Scholz, a lover of both birds and horses, commenced a collection of both at his fabulous home, only for an adopted heron to peck out his eye. He was then thrown from one of his horses and in the process sustained life changing injuries calling for a lengthy spell of hospitalisation. The path towards the first World War coincided with the decline of the rubber trade, and so Scholz’s finances became more and more stretched until he was forced to mortgage the palace and return home to Germany in 1913. Unable to keep up repayments, he surrendered ownership of the palace and was soon declared bankrupt in his home country. As if this lot wasn’t enough for one man, Scholz then developed, and died from, throat cancer. Talk about life unravelling!
There is one excursion left before we leave Manaus and indeed move on from Brazil, to see yet another amazing natural phenomenon. We have seen many fabulous sights on our travels but the “encontro das Aguas”, the meeting of the waters, is surely right up there.

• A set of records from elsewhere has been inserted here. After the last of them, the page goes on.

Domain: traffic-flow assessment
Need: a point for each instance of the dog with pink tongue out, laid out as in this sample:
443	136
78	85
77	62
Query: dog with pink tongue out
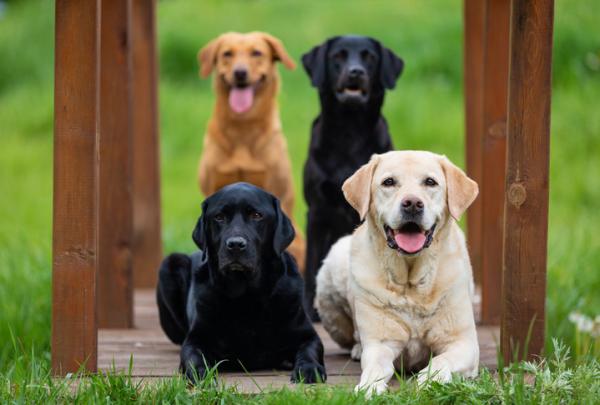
398	291
244	141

It is just outside Manaus that the two mighty rivers of Rio Negro and the Amazon converge – but this is no ordinary confluence and is an incredible thing to see. Here, the Amazon has travelled nearly 4,000 miles from its source, the Negro some 1,400, between them shifting more than 3 billion gallons of water per minute ever seaward through the Amazona region. The waters of the Negro are black, those of the Amazon a tea-coloured brown; the Negro waters are significantly warmer – by 10 degrees F – than those of the Amazon, and the Amazon flows at a much faster speed (6km per hour versus 2km per hour).
The result is that, amazingly, the mighty rivers join but cannot immediately combine, and flow side by side with a definite demarcation between the two, for a considerable distance. It takes a full 6 kilometres for the speed and temperatures to merge, and for that full length the rivers flow stubbornly side by side, brown on black, warm on cold. We have never seen anything remotely like this anywhere on Earth. Amazing.
It’s our last day in Manaus, the last day of our Brazil adventure. The Mediterranean heat of yesterday has subsided and the humidity has raced back up the scale: dark clouds gather and the threat of one last giant thunderstorm looms over the bustling city as we prepare for the long journey ahead.
Brazil has given us some wonderful experiences all the way from the madness of Rio to the extremes of the Amazon via the peace of Paraty and the drama of Iguazu. It’s been so exciting and stimulating that a return to South America is already on the drawing board. We will be back.
For now, with those skies darkening and one last meal in Largo São Sebastian on the horizon, we are packing our bags for Louisiana.
A long journey of twenty-one hours and three flights lies ahead. Next stop New Orleans.